"Queer Ecology" by Natalie Wee
Queer Ecology
While admiring the bounty of tomatoes in Q and M’s garden, we’re visited by crows. There are two, which makes it a murder. Q says that’s sick, sick itself a word inverted like a dog belly-up in the grass. A pack of hounds, a mob of kangaroos, a tower of giraffes. Here we’re a constellation of queers, sticky-fingered at the weekly potluck. Overhead, an astonishment of sunlight. The oven sweetens with lemon tarts. Y kneads my shoulder’s obstinate knot, knot also being a measure of nautical speed. When we touch, we’re a wrist of water bisecting. The table sings us a kindness of rice, quivers of spiced zucchinis, a pickle of carrots, a blush of fresh berries. J brought flowers again, bosoms of dogwood and hyacinth for us all.
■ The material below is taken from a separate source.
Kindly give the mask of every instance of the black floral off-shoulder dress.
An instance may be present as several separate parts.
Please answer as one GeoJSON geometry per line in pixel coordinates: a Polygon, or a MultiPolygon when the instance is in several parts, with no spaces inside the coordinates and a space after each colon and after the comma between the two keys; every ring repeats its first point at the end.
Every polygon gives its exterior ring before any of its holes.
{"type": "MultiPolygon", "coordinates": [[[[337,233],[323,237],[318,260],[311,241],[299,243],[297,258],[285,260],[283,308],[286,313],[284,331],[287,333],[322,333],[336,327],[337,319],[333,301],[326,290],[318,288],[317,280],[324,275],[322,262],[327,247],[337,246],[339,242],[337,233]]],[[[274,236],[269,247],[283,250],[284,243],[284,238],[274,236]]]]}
What a wonder, what a word, almost wander, as in through a luminous forest of dreams, almost window, a sly peephole into forever, where we fatten astride our loves like happy ears of corn. Dinner’s ready, M calls. Off we go, a tenderness of beloveds, our skirts of sorrow unfolding like flight, to feast on a conspiracy of all our hopes. Previously appeared in Adi Magazine
Photo Credit: May Truong
Natalie Wee is a queer cultural worker, writer, and artist who believes in a future of collective liberation. Natalie is the author of two poetry collections, Our Bodies & Other Fine Machines (tehzi/San Press, 2021) and Beast at Every Threshold (Arsenal Pulp Press, 2022), with the latter being a finalist for the Lambda Literary Award and Audre Lorde Award for Lesbian Poetry. Born in Singapore to Malaysian parents, Natalie currently operates out of Tkarón:to, Dish with One Spoon territory.